Naturally, Taylor’s noted lack of political endorsements makes her suspect. It’s an easy pop shot for diehard Beyoncé fans, and low-hanging fruit for the Taylor Swift thinkpiecers. “Her silence seems to be more willful: a product of her inward gaze, perhaps, or her pettiness and refusal to concede to critics,” reads a recent Guardian editorial. “Swift seems not simply a product of the age of Trump, but a musical envoy for the president’s values.” And if Taylor is an avatar for MAGA, Beyoncé may as well have been the “BLACKS RULE” meme — The National Review, once a model of supposedly thoughtful conservatism, attacked her “Marxismo chic fashion” and her “infantile, neo-Black Panther dance skit.” I would wager that author — an old white man, if you couldn’t guess — wouldn’t necessarily mind Taylor’s apolitical, asexual bopping.

It’s easy for fans, haters, and Senior Fellows at the Hoover Institution to speculate about Taylor and Beyoncé’s politics given neither are particularly forthcoming with the media. Though both fan bases seem resentful of any mention of Reputation and Lemonade in the same sentence — at this point I consider myself to be an expert observer of both — the albums were sold to us as direct messages from the artists, unadulterated and unfiltered by a media industry both Swift and Knowles seem wary of.

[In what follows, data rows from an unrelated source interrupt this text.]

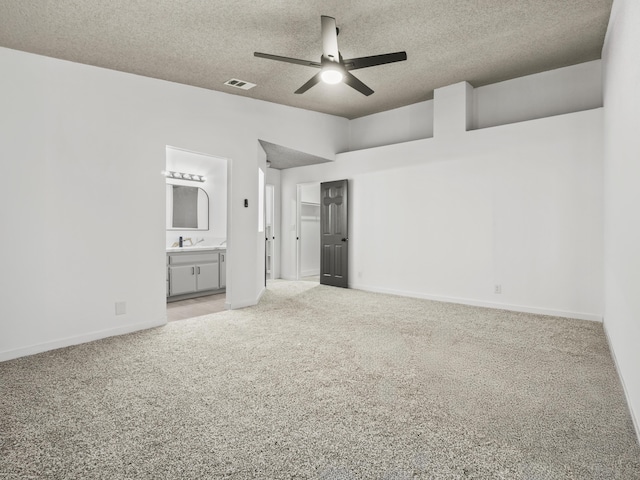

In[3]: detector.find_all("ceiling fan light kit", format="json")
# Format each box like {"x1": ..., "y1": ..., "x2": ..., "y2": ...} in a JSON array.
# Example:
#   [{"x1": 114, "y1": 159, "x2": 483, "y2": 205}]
[
  {"x1": 253, "y1": 15, "x2": 407, "y2": 96},
  {"x1": 320, "y1": 65, "x2": 344, "y2": 85}
]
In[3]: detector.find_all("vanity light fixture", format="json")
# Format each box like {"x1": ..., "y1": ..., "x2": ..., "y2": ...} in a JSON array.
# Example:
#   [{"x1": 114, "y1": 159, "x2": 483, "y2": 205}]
[{"x1": 164, "y1": 171, "x2": 206, "y2": 182}]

In the rare instances that either deign to give interviews, it’s not that hard to deduce why woke Twitter roughly aligns itself with Beyoncé and “Sometimes Black Lives Matter takes it a bit too far” Twitter is sympathetic to Taylor Swift. In her 2016 Elle interview, one of her few lengthier sit downs in recent history, Beyoncé clarified her stance on the police after “Formation”’s music video release: “if celebrating my roots and culture during Black History Month made anyone uncomfortable, those feelings were there long before a video and long before me.” In her 2016 “73 Questions With Taylor Swift” video, one of her few lengthier interviews in recent history, Taylor Swift clarified what she might have done with her life had she not been a musician: “I might be in advertising.”

A friend of mine recently divulged his most recent litmus test for friendship. “I swear to God,” he wrote me, “Whenever I meet a new white person who I’m building a rapport with I ask them how they feel about Beyoncé. If you can’t give a clearly excellent and hard-working black woman her props, you’ve told me everything I need to know about you. You’ve also told me how you view me.” The same friend also said, “Taylor can barely hold a note lmaoo.”

I haven’t told that friend that I myself listen to a decent amount of Taylor Swift, perhaps more than I do Beyoncé. Part of that has to do with Taylor’s convenient return to Spotify, which is where I stream my music, but a lot of has to do with the fact that I do think she can hold a note. I was unironically screaming “We Are Never Getting Back Together” on a roof with a crowd of New York media people less than five years ago. Somewhere between then and now liking Taylor Swift became synonymous with celebrating white mediocrity at best, celebrating white supremacy at worst.

I’m willing to bet most of us at the drunken Taylor Swift singalong still listen to her music, despite the turning of the tide. Should we not? Should I be self-consciously hiding my phone screen when “Blank Space” shows up on my “most played in 2017” playlist? My Beyoncé-core friend has me nervous to admit my penchant for songs by a woman who could pass as the eight Von Trapp child. Maybe he won’t abruptly end our friendship once he finds out. But it’s a risk I’m considering given the lines he’s drawn.

There is always someone somewhere groaning, “Leave politics out of this!” Swift’s fans are most likely to take this stance while defending Taylor’s lack of politics, because it’s much easier for a white woman to opt out. As the pendulum turbulently swings between neo-fascists and social justice warriors, though, fewer of us can consume pop culture without examining the political implications of its makers. Fewer of us can ignore what it means to give money and power to forces that embolden policies that actively seek to suppress us, even with silence. I can’t blame my friend for using Beyoncé and Taylor as an easy rule for who to trust; I just hope he can trust me.

Meher Ahmad is a journalist in Karachi.